CJ Stander knocking on when trying to take a quick tap, Conor Murray kicking a routine box-kick out on the full, James Ryan going offside in a line-out are just a small sample of basic errors which hampered the Irish throughout the opening stanza.
Hadleigh-Parkes dotted down after 70 seconds with Anscombe converting to make it 7-0 and Joe Schmdt's side never recovered. Angus Gardiner pinged Ireland for eight penalties in the first half as the men in green struggled to adapt to the Welsh onslaught.
The mistakes continued into the second half with World Player of the Year, Johnny Sexton, pumping a Garryowen straight into touch - putting his side under pressure needlessly.
Cian Healy gave away a sloppy penalty which Anscombe slotted over to stretch Wales' lead to 19-0 before Sexton hoofed the kick-off straight into touch.
CJ Stander was pinged moments later for failing to roll away which allowed Anscombe to bring the Welsh lead out to 22-0.
Ireland's attack was stifled by aggressive Welsh defending with Schmidt's side reduced to one-off runners and aimless kicks down field.
Their endevour was almost rewarded in the 55th minute when they built up a number of phases on the Welsh line - only for Kearney to change his running line and Sexton passed the ball into touch.
Ireland's day was summed up when Conor Murray picked up a dropped Welsh line-out only to be held up short of the line, the ball squirting backwards, kicked forward by an Irish foot and then bouncing out off a Welsh boot for an Irish line-out.
Ireland continued to toil in vein - making a mess of a line-out in their own half which resulted in a Welsh grubber kick stopping just short of the line, forcing Keith Earls to carry over.
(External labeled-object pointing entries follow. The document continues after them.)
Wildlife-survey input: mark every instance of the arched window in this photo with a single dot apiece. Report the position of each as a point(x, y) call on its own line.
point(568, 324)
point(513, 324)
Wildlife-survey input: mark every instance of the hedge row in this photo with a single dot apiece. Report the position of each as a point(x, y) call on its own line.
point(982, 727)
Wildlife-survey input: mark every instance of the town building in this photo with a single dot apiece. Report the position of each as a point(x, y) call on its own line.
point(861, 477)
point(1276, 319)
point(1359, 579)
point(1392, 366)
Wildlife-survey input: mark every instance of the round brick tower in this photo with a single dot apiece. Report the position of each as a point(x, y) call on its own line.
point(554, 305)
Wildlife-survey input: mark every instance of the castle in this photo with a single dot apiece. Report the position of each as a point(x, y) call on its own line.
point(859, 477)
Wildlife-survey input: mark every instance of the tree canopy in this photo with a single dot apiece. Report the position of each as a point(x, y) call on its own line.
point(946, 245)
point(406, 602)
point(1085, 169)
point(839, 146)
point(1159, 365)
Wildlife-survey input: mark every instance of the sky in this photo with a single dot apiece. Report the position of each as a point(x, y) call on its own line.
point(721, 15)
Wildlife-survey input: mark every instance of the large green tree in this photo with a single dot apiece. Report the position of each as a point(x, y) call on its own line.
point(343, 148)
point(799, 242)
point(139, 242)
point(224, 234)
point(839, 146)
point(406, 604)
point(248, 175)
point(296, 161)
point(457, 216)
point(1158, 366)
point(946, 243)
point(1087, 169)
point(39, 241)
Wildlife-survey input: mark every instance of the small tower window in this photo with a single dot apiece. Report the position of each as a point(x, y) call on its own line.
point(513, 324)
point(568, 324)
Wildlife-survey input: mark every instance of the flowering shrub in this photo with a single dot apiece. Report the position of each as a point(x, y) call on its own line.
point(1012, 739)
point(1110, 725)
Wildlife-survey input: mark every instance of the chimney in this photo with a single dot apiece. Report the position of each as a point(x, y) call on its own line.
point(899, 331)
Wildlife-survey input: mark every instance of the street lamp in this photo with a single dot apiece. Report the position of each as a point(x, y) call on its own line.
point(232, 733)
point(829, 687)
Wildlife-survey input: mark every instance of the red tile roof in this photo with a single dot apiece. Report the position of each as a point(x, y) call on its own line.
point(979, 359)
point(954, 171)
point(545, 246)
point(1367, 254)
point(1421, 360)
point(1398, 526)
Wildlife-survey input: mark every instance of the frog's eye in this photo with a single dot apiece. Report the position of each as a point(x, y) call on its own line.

Ireland won a penalty at the resulting scrum to relieve the pressure momentarily.
Wales continued to pile the pressure on, capitalising on every Irish mistake. Sexton knocked on in a promising position and the Irish found themselves defending a line-out in their own territory.
Anscombe continued to add penalties and after 70 minutes - it was 25-0 to Wales. Ireland hadn't been held scoreless since the third test of the summer tour to New Zealand in 2012, when the All Blacks ran out 60-0 winners.
Schmidt emptied the bench as Ireland attempted to avoid that indignity and Jordan Larmour eventually crossed the Welsh line with Jack Carty converting. Regardless, the home crowd serenaded a remarkable third Grand Slam of the Gatland era.
With the Rugby World Cup in Japan only a number of months away, Joe Schmidt has work to do.